Some time later, Angelo is caught by the Austrians where he reveals the Italian plans to blow up the mountain. Anderl helps Angelo to return to their village, while the German and Austrian troops decide to hold the mountain despite the imminent danger. Unfortunately, Angelo's identity is quickly discovered and he is summarily executed by the Austrian troops, with Elisabeth watching.

Anderl looks for Francesca, forgives her and leads her out of the village to the mountains. They arrive close to the Austrian positions in the moment of explosion, which annihilates the Austrian stronghold. They then leave the valley and Anderl later often thinks about their mountain, a mountain without the soldiers.

==Cast==
- William Moseley as Anderl Gruber
- Eugenia Costantini as Francesca Calzolari
- Claudia Cardinale as Nuria Calzolari
- Harald Windisch as Karl Gruber
- Fritz Karl as Fritz Weinberger
- Werner Daehn as Sven Kornatz
- Emily Cox as Lisl Gruber
- Brigitte Jaufenthaler as Anna Gruber
- Julia Gschnitzer as Anastasia Gruber

==Release==
The film was a box-office success in Austria and Italy in March 2014 and sold to more than 60 countries worldwide. It was released in the United States on August 19, 2014.

==Production==
The Silent Mountain was shot in various locations in the Dolomites in South Tirol, Trentino, Tirol and Cortina d'Ampezzo. The story is inspired by the actual events during the Mountain War between 1915 and 1918.

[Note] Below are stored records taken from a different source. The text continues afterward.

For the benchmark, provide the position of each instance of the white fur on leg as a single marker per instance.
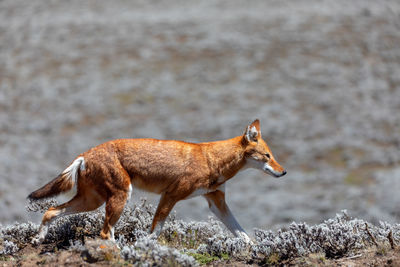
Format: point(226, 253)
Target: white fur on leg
point(43, 229)
point(230, 222)
point(157, 230)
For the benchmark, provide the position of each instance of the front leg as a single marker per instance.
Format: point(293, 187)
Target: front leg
point(217, 204)
point(164, 208)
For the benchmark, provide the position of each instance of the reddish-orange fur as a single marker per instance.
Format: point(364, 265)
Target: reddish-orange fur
point(174, 169)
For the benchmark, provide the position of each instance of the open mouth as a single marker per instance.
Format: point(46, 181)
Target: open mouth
point(270, 171)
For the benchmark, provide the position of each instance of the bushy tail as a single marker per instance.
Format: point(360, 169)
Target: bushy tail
point(62, 183)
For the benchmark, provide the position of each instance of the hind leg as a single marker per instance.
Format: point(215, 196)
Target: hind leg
point(114, 207)
point(83, 201)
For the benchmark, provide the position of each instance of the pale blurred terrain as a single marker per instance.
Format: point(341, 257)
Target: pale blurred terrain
point(322, 76)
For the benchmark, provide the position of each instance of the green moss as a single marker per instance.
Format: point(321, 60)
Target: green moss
point(207, 258)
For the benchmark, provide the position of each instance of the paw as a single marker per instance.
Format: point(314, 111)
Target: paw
point(246, 238)
point(36, 241)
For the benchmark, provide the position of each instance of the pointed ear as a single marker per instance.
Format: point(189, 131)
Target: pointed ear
point(253, 133)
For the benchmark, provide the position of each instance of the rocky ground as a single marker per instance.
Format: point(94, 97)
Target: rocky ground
point(322, 76)
point(73, 241)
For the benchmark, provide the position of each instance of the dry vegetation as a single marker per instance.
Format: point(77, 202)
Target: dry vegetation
point(73, 240)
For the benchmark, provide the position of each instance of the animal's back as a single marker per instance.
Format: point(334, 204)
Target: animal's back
point(151, 164)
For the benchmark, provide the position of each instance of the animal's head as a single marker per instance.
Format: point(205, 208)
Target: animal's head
point(257, 153)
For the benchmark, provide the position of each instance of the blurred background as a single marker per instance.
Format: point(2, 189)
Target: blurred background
point(322, 76)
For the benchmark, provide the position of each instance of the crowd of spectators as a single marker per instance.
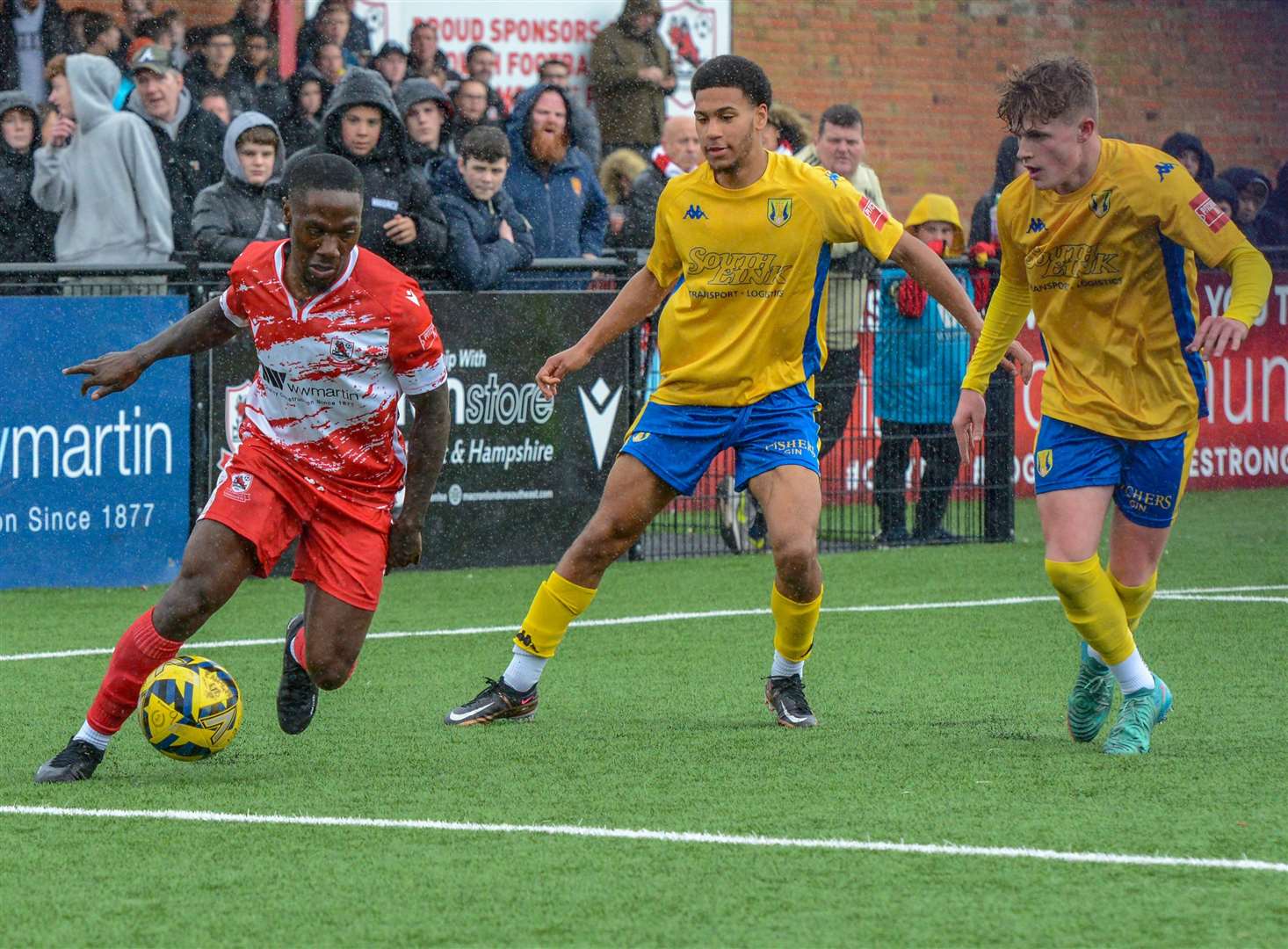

In 2012 it was announced by Paradigm's manager David Guillod and his attorney Lev Ginsburg that William Moseley will star in a film along with Eugenia Costantini and Claudia Cardinale.

The crew and cast was struck by lightning while shooting in the mountains. William Moseley was hit as was the camerawoman. She was looking through the viewfinder as the lightning struck and went through the iron body through her eye to her optical nerve and burnt it.

A battlefield set was destroyed and flushed into a nearby river by a mud slide.